Analysis of Behavioral Stage in Pap Testing by Using Transtheoretical Model.
Hye Jean Lee, Sun Hee Lee, Sang Hyuk Jung, Hai Rim Shin, Dae Kyu Oh
1Department of Preventive Medicine, Ewha Womans University College of Medicine, Korea. Ish0270@ewha.ac.kr
2Division of Cancer Control & Epidemiology, National Cancer Center Research Institute, Korea.
3Korean Center for Disease Control & Prevention, Korea.

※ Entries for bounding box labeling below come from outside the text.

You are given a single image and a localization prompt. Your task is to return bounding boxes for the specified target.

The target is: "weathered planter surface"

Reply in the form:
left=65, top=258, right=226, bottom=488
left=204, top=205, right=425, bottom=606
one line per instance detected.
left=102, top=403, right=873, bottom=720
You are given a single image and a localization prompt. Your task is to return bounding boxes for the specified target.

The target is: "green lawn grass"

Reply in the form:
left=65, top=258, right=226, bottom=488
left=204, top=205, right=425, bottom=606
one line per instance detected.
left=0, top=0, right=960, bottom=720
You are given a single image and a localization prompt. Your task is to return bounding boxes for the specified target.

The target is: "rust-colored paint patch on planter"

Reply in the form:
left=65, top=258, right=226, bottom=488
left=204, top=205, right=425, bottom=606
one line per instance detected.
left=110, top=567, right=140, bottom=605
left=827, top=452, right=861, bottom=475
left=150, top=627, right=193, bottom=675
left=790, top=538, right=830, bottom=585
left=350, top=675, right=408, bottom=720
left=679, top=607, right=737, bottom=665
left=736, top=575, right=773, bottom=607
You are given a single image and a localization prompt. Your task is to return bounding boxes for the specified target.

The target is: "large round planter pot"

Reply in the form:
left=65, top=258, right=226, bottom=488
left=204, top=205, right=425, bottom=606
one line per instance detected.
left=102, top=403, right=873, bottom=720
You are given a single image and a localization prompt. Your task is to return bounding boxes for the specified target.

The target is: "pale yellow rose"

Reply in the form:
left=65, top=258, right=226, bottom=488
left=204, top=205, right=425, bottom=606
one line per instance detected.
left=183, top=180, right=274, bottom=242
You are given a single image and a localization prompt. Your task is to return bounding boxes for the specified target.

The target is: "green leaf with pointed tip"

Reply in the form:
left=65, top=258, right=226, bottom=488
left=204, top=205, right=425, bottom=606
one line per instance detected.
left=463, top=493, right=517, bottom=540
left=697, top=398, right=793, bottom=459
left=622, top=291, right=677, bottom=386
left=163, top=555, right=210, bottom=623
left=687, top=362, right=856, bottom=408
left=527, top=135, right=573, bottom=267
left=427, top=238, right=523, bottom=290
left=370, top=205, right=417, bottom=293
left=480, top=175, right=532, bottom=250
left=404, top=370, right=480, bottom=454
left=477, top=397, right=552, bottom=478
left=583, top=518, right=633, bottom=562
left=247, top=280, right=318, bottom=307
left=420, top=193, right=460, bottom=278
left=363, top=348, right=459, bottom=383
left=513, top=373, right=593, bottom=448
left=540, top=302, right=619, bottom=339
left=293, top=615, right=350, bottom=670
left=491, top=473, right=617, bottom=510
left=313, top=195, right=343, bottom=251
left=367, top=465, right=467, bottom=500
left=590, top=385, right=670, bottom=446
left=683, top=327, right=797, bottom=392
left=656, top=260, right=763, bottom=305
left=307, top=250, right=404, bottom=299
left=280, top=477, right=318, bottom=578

OBJECTIVE: To evaluate the relationships among sociodemographic characteristics, health behaviors, levels of pros and cons and stages of change in Pap testing for uterine cervical cancer. METHODS: A questionnaire survey was performed on 560 randomly sampled people who were assigned to participate in a Pap testing program by the 'National Cancer Screening Project in 2003' between 25 September and 10 October in Gyeonggi, Korea. Data about the behaviors and intentions of Pap testing, sociodemographic characteristics, health behaviors, and levels of acknowledged benefit (pros) and barrier (cons) for Pap testing was collected. The stages of change were grouped according to behaviors and intentions of Pap testing as passive, active, and relapse. RESULTS: Logistic analysis between the passive and active groups showed that city dwellers, 'high' and 'middle' groups in terms of the individual's health belief, those who had undergone a health examination within the past 2 years, and those who had undergone hormone replacement therapy had a higher odds ratios to be in the active group. As the 'benefit' scores increased and the 'Unnecessity' scores decreased, the probabilities to be in the active group increased. According to the logistic analysis results between the active and relapse groups, those who were 60 years or older, members of the National Heath Insurance, and those who had not undergone a health examination within the past 2 years had a higher odds ratio to be in the relapse group. The 'Benefit' scores were not significant in this relationship. The probabilities of being in the relapse group increased as the 'Unnecessity' and 'Shamefulness' scores increased. CONCLUSIONS: In conclusion, health planners should inform women in the passive group of the benefits and necessity of Pap testing. It would be better to reduce the barriers to the active group of undergoing Pap smear. This study might be a useful guide for future planning of Pap testing program.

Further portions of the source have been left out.